Cada criança deve, uma de cada vez, fazer as seguintes perguntas à mamãe:

_ Mamãe posso ir ?

_ Pode (responde a mãe que também pode dizer: não. Neste caso a criança pergunta: Por que? Ao que a mãe responde: por causa da raposa. Que é um animal fictício que supostamente estaria entre a mãe e as crianças, ameaçando-as)

_ Quantos passos ?

_ . . .passos (a mãe diz o número de passos que a criança irá executar)

_ De que ? (pergunta a criança)

_ De . . . (a mãe deve responder indicando o nome de algum animal)



A criança deve então, imitando o bicho anunciado pela mãe, dar o número de passos determinado no diálogo.

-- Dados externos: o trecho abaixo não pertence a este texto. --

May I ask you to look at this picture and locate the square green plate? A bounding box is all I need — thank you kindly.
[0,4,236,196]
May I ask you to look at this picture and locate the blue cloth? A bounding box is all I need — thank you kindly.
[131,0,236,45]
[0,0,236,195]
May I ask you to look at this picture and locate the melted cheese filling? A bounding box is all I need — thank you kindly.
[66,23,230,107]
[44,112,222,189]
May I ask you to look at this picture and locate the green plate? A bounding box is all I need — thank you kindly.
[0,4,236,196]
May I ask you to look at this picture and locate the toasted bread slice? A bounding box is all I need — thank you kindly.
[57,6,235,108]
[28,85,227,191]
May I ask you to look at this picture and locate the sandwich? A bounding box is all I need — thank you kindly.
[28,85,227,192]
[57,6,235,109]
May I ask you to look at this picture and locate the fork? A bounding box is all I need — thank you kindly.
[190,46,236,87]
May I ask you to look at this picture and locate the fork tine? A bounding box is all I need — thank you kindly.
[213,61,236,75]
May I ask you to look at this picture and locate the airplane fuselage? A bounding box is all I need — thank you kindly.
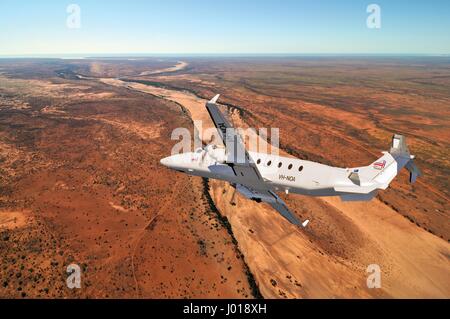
[162,149,352,196]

Quando todas as crianças já tiveram feito a série de perguntas, a primeira recomeçará.

O jogo terminará quando um jogador conseguir chegar até a sua mãe. Esse jogador passará a ser a nova mãe na rodada seguinte.

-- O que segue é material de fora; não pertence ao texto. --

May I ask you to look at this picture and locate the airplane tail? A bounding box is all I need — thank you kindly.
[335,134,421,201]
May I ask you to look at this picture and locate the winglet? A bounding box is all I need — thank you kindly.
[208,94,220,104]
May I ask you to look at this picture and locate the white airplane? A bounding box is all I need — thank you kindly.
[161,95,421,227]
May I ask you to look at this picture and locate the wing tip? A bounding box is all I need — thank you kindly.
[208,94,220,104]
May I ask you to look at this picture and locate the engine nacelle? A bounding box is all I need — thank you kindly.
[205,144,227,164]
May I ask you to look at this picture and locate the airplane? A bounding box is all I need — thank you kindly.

· Fonte - MELLO, Alexandre Moraes de



Título: Jogos populares infantis como recurso pedagógico de EF. . .



Data da publicação: 1985





Fica claro a intenção quase que explícita nessa brincadeira. A mãe de costas para as crianças informa a cada uma delas quantos passos devem dar em sua direção. O fato de estarem de costas seria, na brincadeira, para evitar que uma predileção por alguma delas, fizesse com que a mesma a alcançasse primeiro. Deste modo todos estariam em igualdade de condições e a escolha da mãe se faria de maneira imparcial. O que na verdade não é o que acontece, já que, pela voz, a criança poderia ser identificada. Mas o que fica evidente é o caráter imparcial que deve levar a mãe à escolha da criança que vencerá. Em outras palavras, aquela que chegar mais perto dela, que lhe abraçará e tomará o seu lugar, ou seja, se fundirá ao seu ser. Mas existe a raposa no caminho. Fica claro também o seu papel nesta brincadeira. A figura da lei do pai está aí identificada, ela é a única que impede a criança de se aproximar da mãe, aparece como um bicho ameaçador, aquele que vai evitar o encontro fusional, o castrador. Mas ela não aparece, é um personagem imaginário, fictício na trama, (em alguns lugares uma criança representa a raposa), mas está ali a rondar a caça, e a mãe é quem alerta a sua presença ameaçadora.



A castração, tal como a encontramos na gênese de uma neurose, nunca é real, mas simbólica, e se refere a um objeto imaginário. Lacan (vol. X,1959-1960, p.334)



As crianças sabem da existência da raposa, mas parecem não identificar quando é que ela está por perto, pois é a mãe quem avisa. A criança quer passar sem ser “vista” pela raposa e quem mais se aproximar da mãe será a vencedora. O falo tão desejado pela mãe, agora está a seu alcance na figura da criança, que deseja alcançá-la sem impedimento, deseja ser seu falo, já que a lei do pai não se fez presente.



Se o desejo da mãe é o falo, a criança quer ser o falo para satisfazê-lo. Lacan (loc. cit., p.693)





O outro aspecto da brincadeira diz respeito aos passos da criança. Pelo que me recordo, quando a mãe queria que a criança se aproximasse mais rápido, ela ordenava que a mesma se aproximasse com passos de elefante. Sabemos que elefantes são animais gigantes, mas a despeito de seu tamanho, sem dúvida, ele não é o animal mais rápido. Mas o que fica claro aqui é o desejo do falo. A criança desejada é concomitantemente relacionada ao elefante, este animal gigante e sua tromba, que evoca na mãe a inveja do pênis. Inveja essa que em última instância, cede lugar ao desejo de ter um filho. E, não satisfeita, tentará possuí-lo.



A vontade de gozar com um pênis no coito metaboliza-se, nessa terceira saída, na vontade de gerar um filho. O deslocamento dos investimentos erógenos do clitóris para a vagina traduz-se pela passagem da vontade de acolher no corpo o órgão peniano para a vontade de ser mãe. Nasio (1997, p.21).



Fica então representada nesta brincadeira, aparentemente ingênua, todo um processo que invariavelmente passa despercebido, mas que reflete uma situação encontrada na mais tenra idade e que depois é novamente processado como que tentando encontrar um escape para nossas emoções reprimidas.